CFPB Capital One Case Finalized With $200M In Fines

By Cornelius Nunev


Capital One, the bank that has all those Vikings in its commercials, has resolved a regulatory probe into its charge card marketing by the Consumer Financial Protection Bureau, the first such case for the agency. The Consumer Financial Protection Bureau Capital One case has led to the bank having to pay more than $200 million in penalties and reparations.

Found and fixed first issue

The start of the CFPB was really controversial, despite the fact that it has taken almost a year for the agency to do anything besides enact a few laws.

Capital One, a credit card company, was the first victim of the CFPB who has brought and resolved its first enforcement motion against it, according to the Wall Street Journal. The Consumer Financial Protection Bureau started a probe to the company because it found that third-party distributors who were selling financial products on the cards such as credit protection were not clearly named by Capital One.
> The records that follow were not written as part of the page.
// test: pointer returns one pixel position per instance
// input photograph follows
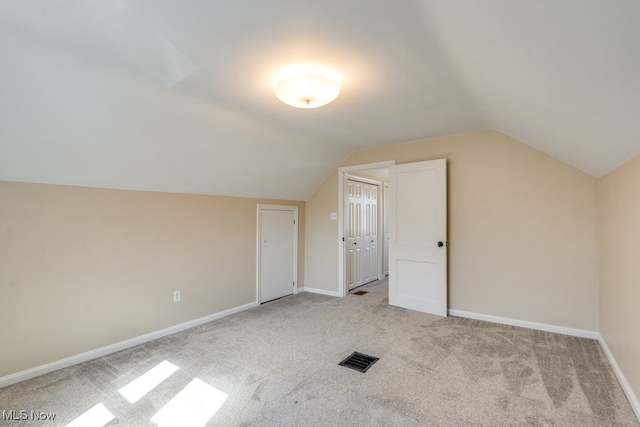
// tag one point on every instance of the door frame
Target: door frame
(260, 208)
(342, 172)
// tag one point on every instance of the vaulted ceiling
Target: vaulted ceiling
(177, 96)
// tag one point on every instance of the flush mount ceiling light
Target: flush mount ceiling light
(307, 90)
This led to the following suit.

Issue with target group

There are credit monitoring services and payment protection offered for Capital One customers who have credit cards. These are provided through 3rd party distributors, according to ABC, and are meant as a kind of insurance. If a person misses work because they are sick or injured and cannot make a payment, a minimum payment is made on the behalf of the person.

When the average customer called to activate a card, it took about 2 minutes with no sales pitches to get it all figured out at a call center. If the consumer had bad credit, the consumer would be pressured into purchasing the additional goods from the call center representative. The rep would exaggerate the service a ton and would take at least 8 minutes to talk to the consumer.
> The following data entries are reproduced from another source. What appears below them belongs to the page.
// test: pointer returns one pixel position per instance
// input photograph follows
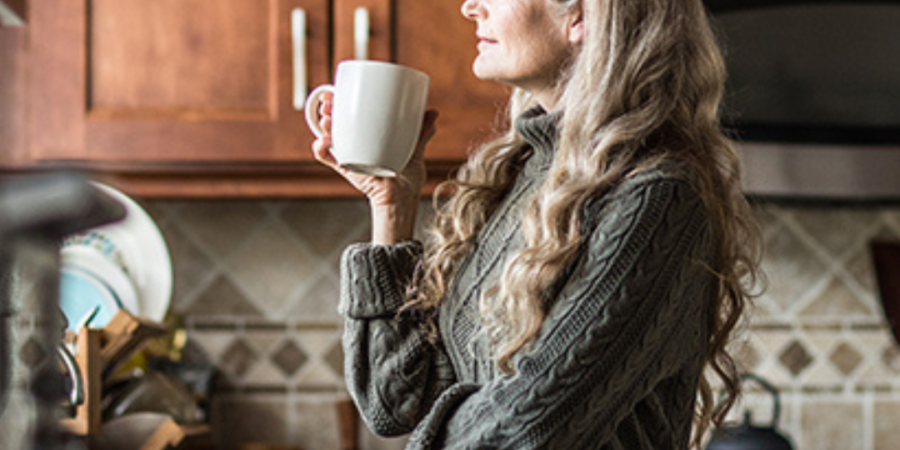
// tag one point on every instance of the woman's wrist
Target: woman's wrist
(393, 223)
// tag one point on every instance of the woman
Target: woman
(587, 265)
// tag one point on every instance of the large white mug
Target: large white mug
(377, 115)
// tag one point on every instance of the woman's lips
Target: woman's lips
(483, 41)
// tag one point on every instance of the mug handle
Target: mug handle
(312, 108)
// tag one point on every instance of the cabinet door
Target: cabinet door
(172, 81)
(434, 37)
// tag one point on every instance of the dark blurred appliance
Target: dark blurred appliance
(812, 95)
(886, 259)
(36, 211)
(748, 436)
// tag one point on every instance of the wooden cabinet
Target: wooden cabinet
(195, 98)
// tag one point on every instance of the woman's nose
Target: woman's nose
(470, 9)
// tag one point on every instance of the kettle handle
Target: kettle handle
(776, 407)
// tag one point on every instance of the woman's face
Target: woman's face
(520, 42)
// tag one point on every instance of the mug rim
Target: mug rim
(385, 64)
Phone operators promised things like purchasing the product would improve credit scores, or that customers who were already jobless could get a few payments made for them from payment protection, which needs the policy holder to be employed.

Massive penalties assessed

The probe concluded that Capital One, now part of ING, lost the ability to regulate what these distributors were selling and just how they were selling it to consumers. As a result, Capital One has agreed to pay $210 million in penalties. Of that, $25 million will go to the Consumer Financial Protection Bureau, a further $35 million will go the Office of the Comptroller of the Currency and $150 million will be paid in restitution to Capital One clients that had been deceived. The bank will also stop selling ancillary charge card products until it can ensure proper conduct.

Capital One dealt with a comparable case in England in 1997, according to ABC, which also require customers to get paid out cash. There will be 2.5 million companies in the United States who will receive their money soon, according to USA Today. A CFPB investigation like this is being done with Discover Financial as well.